Mexican manufacturing rose for third straight month
The pace of growth in Mexico’s manufacturing sector rose in December for the third straight month in a sign that the country’s factories are holding up amid a wider global slowdown, a survey showed on Wednesday.
The HSBC Mexico Manufacturing Purchasing Managers’ Index (PMI) rose to 57.1 in December, after adjusting for seasonal variation, up from 55.6 in November. December’s reading was the highest since the survey was launched in April 2011.
“This suggests that the competitiveness of the manufacturing sector is helping offset external headwinds,” said Sergio Martin, HSBC’s chief economist in Mexico.
The rise in sentiment was lifted by the strongest monthly increase in new orders since the survey started.
The reading above 50 indicated factory activity continued to expand.

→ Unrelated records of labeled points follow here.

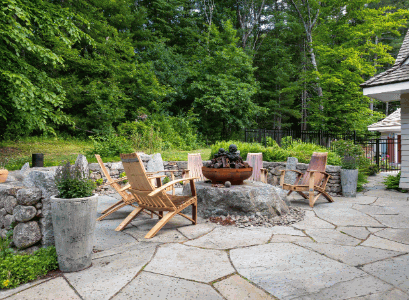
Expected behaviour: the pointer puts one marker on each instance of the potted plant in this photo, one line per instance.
(74, 213)
(3, 171)
(349, 176)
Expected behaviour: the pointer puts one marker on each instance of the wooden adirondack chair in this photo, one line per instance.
(255, 160)
(127, 199)
(314, 179)
(155, 199)
(194, 167)
(172, 176)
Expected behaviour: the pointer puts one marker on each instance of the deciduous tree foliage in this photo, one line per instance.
(89, 66)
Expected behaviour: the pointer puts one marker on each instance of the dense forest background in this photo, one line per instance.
(198, 70)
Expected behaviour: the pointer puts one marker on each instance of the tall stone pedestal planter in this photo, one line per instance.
(349, 181)
(74, 226)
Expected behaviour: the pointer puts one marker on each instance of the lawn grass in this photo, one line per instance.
(56, 150)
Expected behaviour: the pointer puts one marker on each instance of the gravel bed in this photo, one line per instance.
(295, 215)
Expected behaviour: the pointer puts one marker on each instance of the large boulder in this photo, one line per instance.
(26, 234)
(246, 199)
(29, 196)
(24, 213)
(9, 203)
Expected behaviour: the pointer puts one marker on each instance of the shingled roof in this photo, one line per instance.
(390, 122)
(398, 73)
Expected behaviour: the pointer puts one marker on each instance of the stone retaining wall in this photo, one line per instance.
(25, 206)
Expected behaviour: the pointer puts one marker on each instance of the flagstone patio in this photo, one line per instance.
(352, 248)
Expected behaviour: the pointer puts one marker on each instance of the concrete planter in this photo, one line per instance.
(349, 181)
(74, 224)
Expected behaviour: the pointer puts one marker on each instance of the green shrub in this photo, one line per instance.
(302, 151)
(16, 269)
(110, 145)
(72, 182)
(392, 182)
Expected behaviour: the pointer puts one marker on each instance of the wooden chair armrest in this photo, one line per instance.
(163, 187)
(299, 172)
(115, 181)
(156, 176)
(125, 188)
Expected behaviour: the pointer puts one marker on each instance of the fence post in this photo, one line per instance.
(377, 153)
(265, 137)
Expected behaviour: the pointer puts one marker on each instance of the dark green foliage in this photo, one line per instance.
(392, 182)
(72, 182)
(110, 145)
(16, 269)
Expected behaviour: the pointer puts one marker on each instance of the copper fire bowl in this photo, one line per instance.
(235, 176)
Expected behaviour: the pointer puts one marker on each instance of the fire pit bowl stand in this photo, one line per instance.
(235, 176)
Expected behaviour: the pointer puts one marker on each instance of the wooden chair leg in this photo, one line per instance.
(112, 206)
(160, 224)
(194, 213)
(327, 196)
(112, 211)
(311, 198)
(302, 194)
(129, 218)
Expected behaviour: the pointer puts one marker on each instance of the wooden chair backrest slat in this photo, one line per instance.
(139, 182)
(115, 185)
(255, 160)
(194, 165)
(318, 162)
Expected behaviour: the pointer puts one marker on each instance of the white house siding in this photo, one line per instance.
(404, 179)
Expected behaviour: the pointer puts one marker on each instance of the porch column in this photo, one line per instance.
(404, 179)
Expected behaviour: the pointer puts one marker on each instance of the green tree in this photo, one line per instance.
(31, 99)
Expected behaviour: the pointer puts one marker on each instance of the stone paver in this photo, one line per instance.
(377, 242)
(350, 255)
(331, 236)
(109, 274)
(311, 221)
(235, 287)
(356, 232)
(288, 271)
(394, 221)
(393, 294)
(232, 237)
(192, 232)
(375, 210)
(397, 235)
(203, 265)
(286, 230)
(394, 271)
(357, 200)
(280, 238)
(356, 287)
(356, 248)
(149, 286)
(52, 289)
(341, 215)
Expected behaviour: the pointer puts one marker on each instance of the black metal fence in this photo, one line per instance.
(318, 137)
(385, 153)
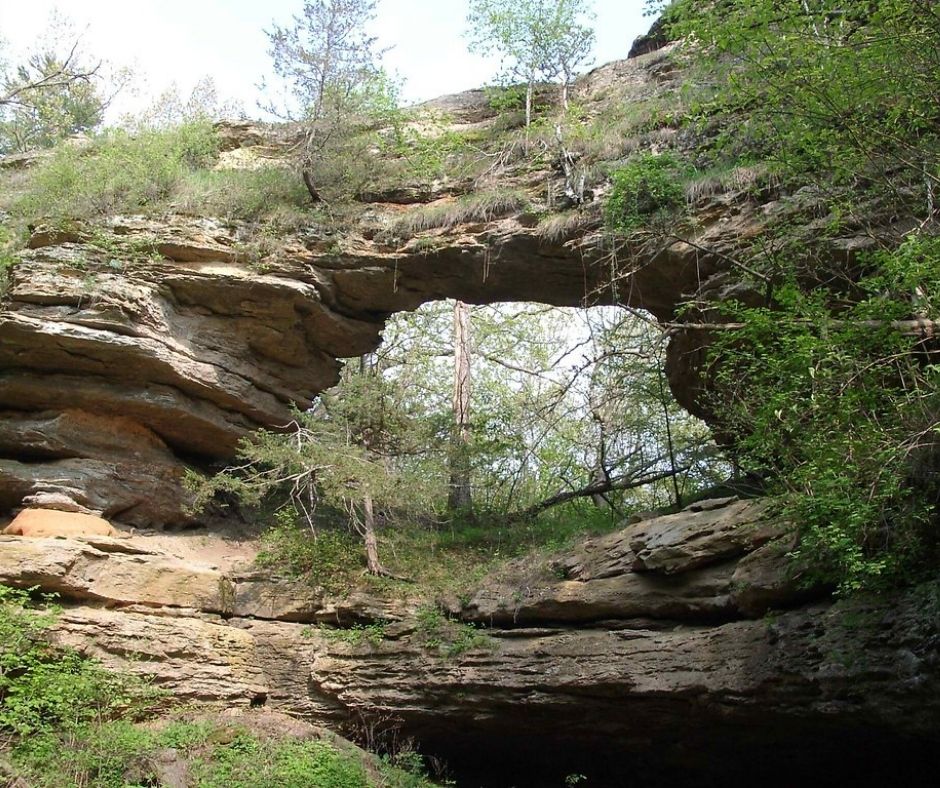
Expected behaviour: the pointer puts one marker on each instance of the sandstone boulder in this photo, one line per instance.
(46, 523)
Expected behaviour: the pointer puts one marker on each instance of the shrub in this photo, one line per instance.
(328, 559)
(249, 195)
(42, 687)
(480, 207)
(648, 187)
(118, 172)
(838, 407)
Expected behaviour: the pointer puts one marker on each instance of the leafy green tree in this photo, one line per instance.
(330, 65)
(536, 39)
(203, 105)
(53, 94)
(828, 387)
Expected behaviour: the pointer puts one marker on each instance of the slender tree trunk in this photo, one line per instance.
(669, 442)
(460, 498)
(373, 563)
(529, 91)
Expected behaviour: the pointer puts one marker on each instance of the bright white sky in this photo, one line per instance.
(181, 41)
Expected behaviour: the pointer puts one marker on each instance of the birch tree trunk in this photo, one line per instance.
(460, 499)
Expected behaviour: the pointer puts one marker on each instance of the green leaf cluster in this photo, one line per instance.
(44, 688)
(839, 407)
(648, 188)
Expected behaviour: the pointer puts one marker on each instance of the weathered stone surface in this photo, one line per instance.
(704, 535)
(45, 523)
(260, 596)
(701, 595)
(638, 661)
(105, 573)
(765, 580)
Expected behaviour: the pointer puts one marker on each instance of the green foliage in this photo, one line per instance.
(268, 193)
(247, 762)
(646, 189)
(117, 172)
(328, 557)
(484, 206)
(355, 635)
(508, 98)
(43, 688)
(7, 260)
(834, 91)
(120, 754)
(449, 638)
(838, 406)
(56, 91)
(536, 39)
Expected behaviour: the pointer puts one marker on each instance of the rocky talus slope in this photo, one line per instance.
(132, 347)
(674, 641)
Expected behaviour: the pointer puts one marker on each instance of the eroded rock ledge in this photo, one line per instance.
(670, 638)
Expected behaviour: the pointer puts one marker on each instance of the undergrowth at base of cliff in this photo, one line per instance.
(66, 721)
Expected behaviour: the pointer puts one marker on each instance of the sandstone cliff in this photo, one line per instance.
(131, 347)
(673, 643)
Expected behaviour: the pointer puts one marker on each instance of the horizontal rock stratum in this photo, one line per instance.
(705, 645)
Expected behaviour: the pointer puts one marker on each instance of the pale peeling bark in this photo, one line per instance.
(460, 495)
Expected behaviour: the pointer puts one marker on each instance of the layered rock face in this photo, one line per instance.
(130, 348)
(677, 646)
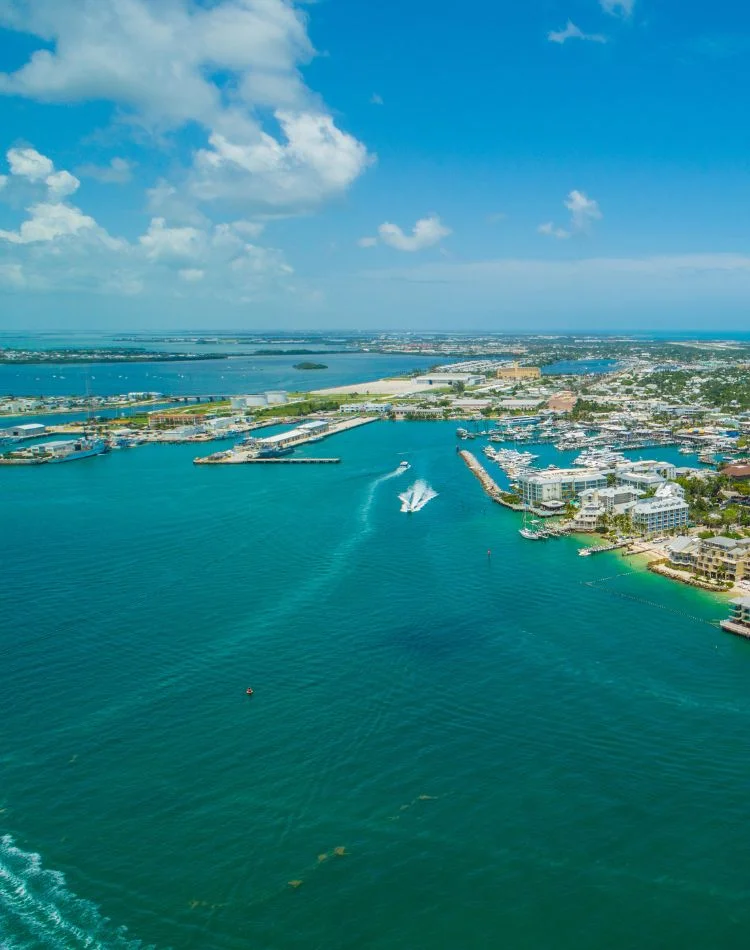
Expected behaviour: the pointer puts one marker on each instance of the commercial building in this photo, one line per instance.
(560, 484)
(307, 431)
(367, 407)
(449, 379)
(739, 619)
(723, 558)
(615, 500)
(657, 515)
(562, 402)
(515, 371)
(737, 473)
(641, 480)
(29, 430)
(259, 400)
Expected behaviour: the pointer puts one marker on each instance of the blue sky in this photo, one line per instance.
(558, 164)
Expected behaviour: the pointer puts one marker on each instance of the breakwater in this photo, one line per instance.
(486, 481)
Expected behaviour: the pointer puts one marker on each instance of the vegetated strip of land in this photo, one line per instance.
(103, 356)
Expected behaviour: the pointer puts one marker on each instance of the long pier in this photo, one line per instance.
(244, 460)
(241, 456)
(486, 481)
(602, 548)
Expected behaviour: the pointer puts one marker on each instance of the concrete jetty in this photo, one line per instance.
(486, 481)
(221, 459)
(292, 439)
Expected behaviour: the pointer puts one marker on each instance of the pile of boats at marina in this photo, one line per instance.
(534, 530)
(511, 461)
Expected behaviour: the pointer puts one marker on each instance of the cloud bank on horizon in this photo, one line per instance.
(165, 156)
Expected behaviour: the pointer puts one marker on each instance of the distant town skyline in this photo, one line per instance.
(265, 164)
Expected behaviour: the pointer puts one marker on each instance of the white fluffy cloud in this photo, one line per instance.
(425, 233)
(549, 230)
(622, 8)
(59, 247)
(160, 62)
(28, 163)
(583, 212)
(313, 161)
(119, 171)
(571, 32)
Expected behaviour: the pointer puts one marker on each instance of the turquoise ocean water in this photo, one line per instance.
(528, 750)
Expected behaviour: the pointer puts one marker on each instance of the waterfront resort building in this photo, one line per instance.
(660, 514)
(723, 558)
(737, 473)
(514, 371)
(616, 500)
(560, 484)
(562, 402)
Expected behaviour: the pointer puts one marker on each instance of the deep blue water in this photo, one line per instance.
(207, 377)
(527, 750)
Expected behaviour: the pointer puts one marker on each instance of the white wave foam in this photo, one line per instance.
(38, 912)
(417, 496)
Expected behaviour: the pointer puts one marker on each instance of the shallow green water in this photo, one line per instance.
(530, 750)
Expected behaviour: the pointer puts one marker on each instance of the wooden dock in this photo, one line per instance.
(738, 629)
(603, 548)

Mexico’s economy is expected to have grown around 3.9 percent in 2012, with growth seen slowing this year to 3.5 percent. U.S. demand for local exports has helped shield Mexico from a recession in Europe and slower growth in Asia.
Mexico sends almost 80 percent of its exports to the United States and its factories operate in near lock-step with their counterparts north of the border.
The survey’s component rating output also hit its highest since the study began, but the sub-index for employment fell to its lowest in 10 months.
Mexico’s jobless rate rose for the second month in a row in November to its highest since March.
The HSBC survey also showed input prices, or the cost of parts used in the manufacturing process, rose at their slowest pace in the survey’s 21-month series history.
Mexican inflation eased more than expected in early December as consumer prices continue to cool from a spike to a 2-1/2 year high in September.
The PMI index, compiled by Markit, is composed of five sub-indexes tracking changes in new orders, output, employment, suppliers’ delivery times and stocks of raw materials and finished goods.